Dr. Crispin adjusted his glasses. “Really?”

And I could have been imagining it, but I thought from the way that he was looking at me that Dr. Crispin didn’t quite believe me. Had I said something while under hypnosis? Cried out? Screamed? Or could he see deeper than that. Did he know, like I now knew, that the eyes he was looking into were the eyes of a killer?

*

I STROLLED INTO the gymnasium exactly one minute before the official start of cheer practice wearing my biggest pair of sunglasses and feeling even worse than I looked. I took pains to keep my arms pinned to my sides, resisting the urge to scrape invisible coats of blood off with my fingernails.

I kept feeling it on me. Reams of red spilling over my hands.

“See, told you she’d show up.” Ava jabbed Paisley in the ribs.

Paisley rolled her eyes and gave me an unenthusiastic wave hello.

“Haters gonna hate,” whooped Erica from her straddle position on the floor.

My heart squeezed with longing for them.

“Wow, though”—Ava stretched to the side with one arm arcing over her head—“you really do look sick.”

“She always looks sick,” added Paisley.

“I’m not sick.” I pushed the sunglasses into the bridge of my nose.

“Oh my god.” Erica jumped up, her eyes wide. “Are you pregnant? You are, aren’t you? That’s exactly how my cousin looked when she found out she was pregnant.”

The word pregnant flashed through my head like a migraine. I squinted in discomfort. After the night in Dearborn, I woke up feeling sore and impossibly stupid. I hadn’t been able to look up from my wallet when the pharmacist slid the packet of morningafter pills across the counter. Every achy cramp that day and the next felt well-deserved as I hoped and prayed for the medicine to wash away every scrap of the night before. “I’m not pregnant,” I said, which was true. “I’m fine.” Which wasn’t.

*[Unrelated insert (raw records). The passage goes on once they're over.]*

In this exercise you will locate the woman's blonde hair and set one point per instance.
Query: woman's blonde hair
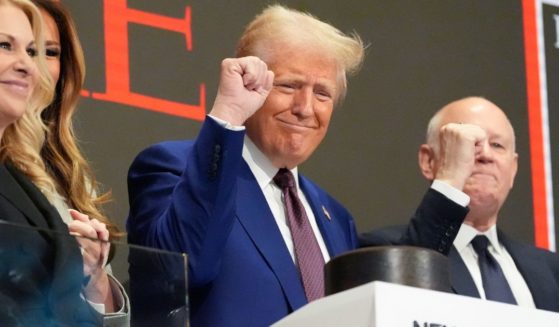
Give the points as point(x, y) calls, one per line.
point(57, 164)
point(21, 139)
point(278, 26)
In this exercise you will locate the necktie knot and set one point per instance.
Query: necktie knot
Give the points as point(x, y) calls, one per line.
point(495, 284)
point(480, 244)
point(284, 179)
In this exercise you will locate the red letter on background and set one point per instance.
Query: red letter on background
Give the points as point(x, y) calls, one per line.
point(117, 17)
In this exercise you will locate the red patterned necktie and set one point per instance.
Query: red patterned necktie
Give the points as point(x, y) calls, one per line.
point(307, 251)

“All right, all right.” Erica held up both palms like I had a gun trained on her. Then again, maybe she was right to be afraid of me. Oh god. “Then are you sure you’re going to be okay?”

My abdomen was rigid. It had to be to hold all the panic inside. “Of course,” I said curtly. “We have a game in two days.”

I wanted to stamp out the shared glances from the squad. More than that I wanted to be a part of them again. I wanted to press rewind and erase the last six months of my life. The images that had been resurrected this afternoon thundered around in my skull. The migraine that had been triggered was busy exploding in short bursts like the Fourth of July.